UEPA - Universidade do Estado do Pará - Belém — Prova 2020
Paciente de 32 anos, primigesta, com antecedente mórbido de salpingite, foi encaminhada com o diagnóstico de gestação ectópica tubária. Paciente está hemodinamicamente estável e tem desejo de gestação futura. Os exames mostram b- hCG 3.500 mUI/mL (em declínio discreto nas últimas 48h), exames laboratoriais normais (hemograma, coagulograma, função hepática e renal), ultrassonografia mostrando diâmetro da massa anexial de 2.8cm (ectópica íntegra) e ausência de atividade cardíaca. Sobre este caso é correto afirmar que:
Gestação ectópica estável, b-hCG <5000, massa <3.5-4cm, sem atividade cardíaca → Metotrexato é 1ª escolha.
O tratamento clínico com Metotrexato é a opção preferencial para gestações ectópicas tubárias em pacientes hemodinamicamente estáveis, sem sinais de ruptura, com b-hCG <5.000 mUI/mL, massa anexial <3.5-4 cm e ausência de atividade cardíaca embrionária. Preserva a fertilidade e evita cirurgia.

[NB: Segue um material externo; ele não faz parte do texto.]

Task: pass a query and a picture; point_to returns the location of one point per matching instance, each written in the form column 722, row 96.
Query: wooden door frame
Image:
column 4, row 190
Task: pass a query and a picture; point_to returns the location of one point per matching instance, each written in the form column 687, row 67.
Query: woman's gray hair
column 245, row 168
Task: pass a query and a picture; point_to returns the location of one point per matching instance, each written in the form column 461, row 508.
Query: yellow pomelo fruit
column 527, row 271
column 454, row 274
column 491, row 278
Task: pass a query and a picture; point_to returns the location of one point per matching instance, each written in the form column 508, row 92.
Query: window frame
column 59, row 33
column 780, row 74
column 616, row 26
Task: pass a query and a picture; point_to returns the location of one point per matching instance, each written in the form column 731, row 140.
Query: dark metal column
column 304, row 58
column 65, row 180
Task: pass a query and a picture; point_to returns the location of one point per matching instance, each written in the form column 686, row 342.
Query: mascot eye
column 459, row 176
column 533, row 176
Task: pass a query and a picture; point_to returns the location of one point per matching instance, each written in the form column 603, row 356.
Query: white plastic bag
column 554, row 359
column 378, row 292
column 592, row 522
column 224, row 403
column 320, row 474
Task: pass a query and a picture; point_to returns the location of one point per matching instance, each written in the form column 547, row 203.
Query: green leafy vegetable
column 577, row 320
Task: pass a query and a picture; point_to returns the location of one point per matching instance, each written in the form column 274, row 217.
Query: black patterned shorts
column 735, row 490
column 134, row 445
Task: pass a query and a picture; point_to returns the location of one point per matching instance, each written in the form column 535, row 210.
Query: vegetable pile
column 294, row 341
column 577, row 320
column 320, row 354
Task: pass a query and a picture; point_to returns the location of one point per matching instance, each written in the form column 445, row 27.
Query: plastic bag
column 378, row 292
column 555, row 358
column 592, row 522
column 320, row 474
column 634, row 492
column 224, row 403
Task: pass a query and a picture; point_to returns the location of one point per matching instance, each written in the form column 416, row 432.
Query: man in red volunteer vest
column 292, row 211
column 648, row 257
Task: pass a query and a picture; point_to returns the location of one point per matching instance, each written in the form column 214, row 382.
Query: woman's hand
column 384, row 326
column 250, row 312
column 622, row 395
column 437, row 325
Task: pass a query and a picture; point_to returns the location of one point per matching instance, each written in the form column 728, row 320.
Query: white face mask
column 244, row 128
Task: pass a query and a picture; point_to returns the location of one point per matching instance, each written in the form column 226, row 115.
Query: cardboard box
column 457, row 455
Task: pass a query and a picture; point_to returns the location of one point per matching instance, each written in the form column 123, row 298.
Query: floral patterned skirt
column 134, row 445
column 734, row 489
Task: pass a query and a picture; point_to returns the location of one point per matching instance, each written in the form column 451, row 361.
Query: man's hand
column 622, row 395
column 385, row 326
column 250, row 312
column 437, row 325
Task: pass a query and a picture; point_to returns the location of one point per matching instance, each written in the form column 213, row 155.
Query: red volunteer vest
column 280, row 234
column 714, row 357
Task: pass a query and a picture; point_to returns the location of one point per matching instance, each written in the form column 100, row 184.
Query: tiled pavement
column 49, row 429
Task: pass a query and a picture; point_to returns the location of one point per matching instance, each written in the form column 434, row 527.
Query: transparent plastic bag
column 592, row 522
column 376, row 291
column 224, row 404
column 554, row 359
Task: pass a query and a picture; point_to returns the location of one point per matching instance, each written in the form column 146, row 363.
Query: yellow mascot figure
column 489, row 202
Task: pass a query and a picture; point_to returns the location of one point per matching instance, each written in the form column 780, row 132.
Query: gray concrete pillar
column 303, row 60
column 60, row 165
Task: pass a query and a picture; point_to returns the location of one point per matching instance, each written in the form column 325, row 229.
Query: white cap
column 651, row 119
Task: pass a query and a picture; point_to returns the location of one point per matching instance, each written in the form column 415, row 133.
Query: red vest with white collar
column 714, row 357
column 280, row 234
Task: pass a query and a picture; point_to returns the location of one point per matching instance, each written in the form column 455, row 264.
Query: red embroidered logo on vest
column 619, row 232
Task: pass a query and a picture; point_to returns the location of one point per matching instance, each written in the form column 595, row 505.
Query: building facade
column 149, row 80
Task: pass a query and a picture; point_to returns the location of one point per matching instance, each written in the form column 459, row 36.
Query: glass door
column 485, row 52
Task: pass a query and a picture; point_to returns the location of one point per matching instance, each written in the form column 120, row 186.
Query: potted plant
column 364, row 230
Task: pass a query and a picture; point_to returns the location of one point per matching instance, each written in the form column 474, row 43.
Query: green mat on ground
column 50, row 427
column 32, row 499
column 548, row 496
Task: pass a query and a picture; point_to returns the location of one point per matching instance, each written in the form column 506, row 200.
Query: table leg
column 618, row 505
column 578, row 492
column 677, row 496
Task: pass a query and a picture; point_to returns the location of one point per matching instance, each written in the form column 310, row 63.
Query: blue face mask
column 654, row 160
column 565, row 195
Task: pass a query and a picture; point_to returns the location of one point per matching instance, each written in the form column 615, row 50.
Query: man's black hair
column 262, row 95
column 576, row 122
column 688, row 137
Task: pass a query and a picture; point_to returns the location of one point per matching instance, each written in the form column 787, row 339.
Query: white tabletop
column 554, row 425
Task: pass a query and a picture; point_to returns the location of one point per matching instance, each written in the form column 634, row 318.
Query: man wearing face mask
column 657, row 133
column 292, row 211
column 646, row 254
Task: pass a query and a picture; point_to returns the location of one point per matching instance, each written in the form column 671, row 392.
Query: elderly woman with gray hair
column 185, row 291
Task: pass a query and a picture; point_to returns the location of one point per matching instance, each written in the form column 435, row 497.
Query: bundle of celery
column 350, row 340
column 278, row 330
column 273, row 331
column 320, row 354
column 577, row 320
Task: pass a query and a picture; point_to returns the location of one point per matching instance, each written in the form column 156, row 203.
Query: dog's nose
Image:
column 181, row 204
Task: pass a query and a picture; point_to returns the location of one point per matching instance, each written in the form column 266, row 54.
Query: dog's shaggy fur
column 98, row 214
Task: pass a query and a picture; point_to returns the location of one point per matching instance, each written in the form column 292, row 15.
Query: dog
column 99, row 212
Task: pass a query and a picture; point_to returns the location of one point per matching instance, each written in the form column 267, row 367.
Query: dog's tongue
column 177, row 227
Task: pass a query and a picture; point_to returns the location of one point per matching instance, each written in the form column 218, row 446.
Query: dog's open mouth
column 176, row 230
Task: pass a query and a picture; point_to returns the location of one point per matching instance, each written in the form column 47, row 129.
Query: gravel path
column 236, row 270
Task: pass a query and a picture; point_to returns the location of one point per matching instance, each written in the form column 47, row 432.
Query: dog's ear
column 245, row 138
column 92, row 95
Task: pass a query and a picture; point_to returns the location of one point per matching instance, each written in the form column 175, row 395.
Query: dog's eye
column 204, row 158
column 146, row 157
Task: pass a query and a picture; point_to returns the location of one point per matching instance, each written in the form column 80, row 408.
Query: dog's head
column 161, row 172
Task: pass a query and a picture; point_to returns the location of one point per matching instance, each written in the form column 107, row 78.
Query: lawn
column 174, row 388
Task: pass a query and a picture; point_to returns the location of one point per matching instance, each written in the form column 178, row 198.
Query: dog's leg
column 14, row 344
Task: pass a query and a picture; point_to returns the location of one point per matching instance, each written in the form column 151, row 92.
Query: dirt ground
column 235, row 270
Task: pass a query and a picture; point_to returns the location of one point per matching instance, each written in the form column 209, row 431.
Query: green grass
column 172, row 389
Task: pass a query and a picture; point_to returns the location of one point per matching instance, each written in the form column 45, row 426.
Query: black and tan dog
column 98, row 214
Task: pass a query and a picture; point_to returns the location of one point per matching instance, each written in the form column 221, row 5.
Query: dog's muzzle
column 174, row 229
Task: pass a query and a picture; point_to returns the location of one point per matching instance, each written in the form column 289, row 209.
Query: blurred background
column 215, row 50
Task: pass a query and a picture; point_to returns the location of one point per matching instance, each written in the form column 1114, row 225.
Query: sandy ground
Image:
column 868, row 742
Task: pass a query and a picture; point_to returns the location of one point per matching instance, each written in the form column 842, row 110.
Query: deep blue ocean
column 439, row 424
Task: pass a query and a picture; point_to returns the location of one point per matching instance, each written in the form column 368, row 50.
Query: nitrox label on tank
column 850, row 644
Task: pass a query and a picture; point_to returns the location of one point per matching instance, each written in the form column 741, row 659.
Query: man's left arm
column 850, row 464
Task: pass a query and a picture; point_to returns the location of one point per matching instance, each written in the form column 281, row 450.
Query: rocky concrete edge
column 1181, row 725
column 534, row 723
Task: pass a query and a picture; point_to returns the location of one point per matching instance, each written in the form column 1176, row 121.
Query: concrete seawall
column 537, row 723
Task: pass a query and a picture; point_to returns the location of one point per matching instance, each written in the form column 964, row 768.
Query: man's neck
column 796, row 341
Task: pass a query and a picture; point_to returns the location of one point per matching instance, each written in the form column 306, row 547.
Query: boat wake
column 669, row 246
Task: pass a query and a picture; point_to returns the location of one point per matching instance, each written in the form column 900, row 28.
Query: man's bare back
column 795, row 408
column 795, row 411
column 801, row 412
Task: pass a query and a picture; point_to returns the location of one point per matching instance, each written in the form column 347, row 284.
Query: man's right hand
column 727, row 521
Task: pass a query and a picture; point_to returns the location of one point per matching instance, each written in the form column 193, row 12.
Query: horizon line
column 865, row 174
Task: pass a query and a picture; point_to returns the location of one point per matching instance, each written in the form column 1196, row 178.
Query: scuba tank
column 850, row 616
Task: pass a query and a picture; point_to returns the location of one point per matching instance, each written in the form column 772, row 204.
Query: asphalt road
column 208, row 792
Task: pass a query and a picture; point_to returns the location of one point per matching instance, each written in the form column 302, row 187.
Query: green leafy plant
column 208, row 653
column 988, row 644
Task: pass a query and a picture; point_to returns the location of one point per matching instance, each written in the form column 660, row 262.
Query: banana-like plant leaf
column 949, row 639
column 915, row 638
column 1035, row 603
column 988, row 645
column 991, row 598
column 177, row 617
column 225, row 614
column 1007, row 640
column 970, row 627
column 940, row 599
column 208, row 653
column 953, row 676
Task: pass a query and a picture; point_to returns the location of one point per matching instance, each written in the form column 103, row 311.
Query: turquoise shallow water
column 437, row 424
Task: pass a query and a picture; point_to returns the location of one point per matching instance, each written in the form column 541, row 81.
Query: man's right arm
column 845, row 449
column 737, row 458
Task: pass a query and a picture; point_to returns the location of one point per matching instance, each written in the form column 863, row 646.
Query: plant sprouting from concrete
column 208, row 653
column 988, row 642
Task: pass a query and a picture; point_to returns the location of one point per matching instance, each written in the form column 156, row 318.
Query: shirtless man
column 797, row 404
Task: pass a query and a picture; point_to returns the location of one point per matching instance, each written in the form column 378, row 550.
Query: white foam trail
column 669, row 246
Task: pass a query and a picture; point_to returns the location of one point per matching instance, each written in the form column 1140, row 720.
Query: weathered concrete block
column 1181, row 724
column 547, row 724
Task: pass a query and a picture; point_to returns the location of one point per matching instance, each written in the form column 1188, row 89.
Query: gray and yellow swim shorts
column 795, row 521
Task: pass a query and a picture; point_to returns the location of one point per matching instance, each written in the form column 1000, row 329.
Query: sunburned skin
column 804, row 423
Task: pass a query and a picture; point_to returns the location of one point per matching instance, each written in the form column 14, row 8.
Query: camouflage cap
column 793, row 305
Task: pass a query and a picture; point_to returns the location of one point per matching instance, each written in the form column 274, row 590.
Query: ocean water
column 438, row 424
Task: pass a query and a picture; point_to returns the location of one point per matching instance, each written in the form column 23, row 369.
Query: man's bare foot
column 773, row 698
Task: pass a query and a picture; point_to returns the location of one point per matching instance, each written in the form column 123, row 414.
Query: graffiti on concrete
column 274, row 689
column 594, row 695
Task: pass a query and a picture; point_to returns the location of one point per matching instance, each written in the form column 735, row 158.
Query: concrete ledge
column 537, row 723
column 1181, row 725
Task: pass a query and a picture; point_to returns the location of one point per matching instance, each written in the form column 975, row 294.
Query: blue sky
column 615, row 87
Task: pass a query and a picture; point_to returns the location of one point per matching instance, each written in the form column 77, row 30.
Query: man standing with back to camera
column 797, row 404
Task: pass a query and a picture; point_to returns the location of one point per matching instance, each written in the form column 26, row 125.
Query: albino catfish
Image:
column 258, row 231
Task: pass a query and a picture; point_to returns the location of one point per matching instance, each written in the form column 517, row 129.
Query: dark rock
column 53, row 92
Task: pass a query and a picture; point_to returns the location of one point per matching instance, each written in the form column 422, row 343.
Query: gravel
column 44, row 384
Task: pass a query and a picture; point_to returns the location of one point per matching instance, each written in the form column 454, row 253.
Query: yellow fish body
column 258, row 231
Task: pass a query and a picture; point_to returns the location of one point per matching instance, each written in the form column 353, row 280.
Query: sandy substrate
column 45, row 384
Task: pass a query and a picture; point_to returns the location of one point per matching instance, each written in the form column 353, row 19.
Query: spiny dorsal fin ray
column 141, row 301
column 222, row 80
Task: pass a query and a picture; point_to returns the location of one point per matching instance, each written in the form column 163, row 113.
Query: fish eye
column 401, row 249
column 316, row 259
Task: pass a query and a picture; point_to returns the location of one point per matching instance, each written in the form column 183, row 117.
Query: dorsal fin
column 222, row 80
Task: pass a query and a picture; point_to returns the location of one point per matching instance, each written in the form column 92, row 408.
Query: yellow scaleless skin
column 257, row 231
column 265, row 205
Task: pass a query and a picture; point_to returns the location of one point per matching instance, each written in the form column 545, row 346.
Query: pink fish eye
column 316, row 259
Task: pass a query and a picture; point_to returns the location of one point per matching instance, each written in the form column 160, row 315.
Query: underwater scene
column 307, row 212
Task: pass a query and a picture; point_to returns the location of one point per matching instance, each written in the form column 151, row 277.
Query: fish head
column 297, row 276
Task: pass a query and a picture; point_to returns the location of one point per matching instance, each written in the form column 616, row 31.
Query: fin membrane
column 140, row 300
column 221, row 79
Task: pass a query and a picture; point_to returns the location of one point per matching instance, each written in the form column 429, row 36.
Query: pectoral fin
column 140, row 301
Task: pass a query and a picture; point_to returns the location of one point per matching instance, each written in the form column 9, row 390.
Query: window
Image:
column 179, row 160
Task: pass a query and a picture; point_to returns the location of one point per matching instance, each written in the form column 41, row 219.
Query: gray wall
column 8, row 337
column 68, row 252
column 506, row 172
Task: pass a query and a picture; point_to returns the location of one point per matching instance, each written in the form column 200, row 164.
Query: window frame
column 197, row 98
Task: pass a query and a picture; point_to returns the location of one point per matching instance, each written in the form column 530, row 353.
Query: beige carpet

A gestação ectópica é uma condição grave que exige diagnóstico e manejo precisos para preservar a vida da paciente e sua fertilidade futura. A incidência tem aumentado, e a localização tubária é a mais comum. O manejo pode ser expectante, clínico ou cirúrgico, dependendo da apresentação clínica e dos parâmetros laboratoriais e ultrassonográficos. A escolha da conduta é um ponto crítico na residência médica. O tratamento clínico com Metotrexato é uma opção valiosa para pacientes selecionadas, pois permite a resolução da gestação ectópica sem a necessidade de cirurgia, preservando a integridade da tuba uterina e, potencialmente, a fertilidade. Os critérios rigorosos para sua indicação incluem estabilidade hemodinâmica, ausência de ruptura, tamanho da massa anexial e níveis de b-hCG específicos, além da ausência de atividade cardíaca embrionária. O acompanhamento cuidadoso do b-hCG é fundamental para monitorar a eficácia do tratamento. Para residentes, é essencial dominar esses critérios para evitar intervenções desnecessárias e otimizar os resultados para a paciente. A compreensão das contraindicações ao Metotrexato e a identificação precoce de falha do tratamento clínico são igualmente importantes para a transição segura para a abordagem cirúrgica, quando indicada. A história de salpingite, como no caso, é um fator de risco para gestação ectópica, mas não contraindica o tratamento clínico se os demais critérios forem preenchidos.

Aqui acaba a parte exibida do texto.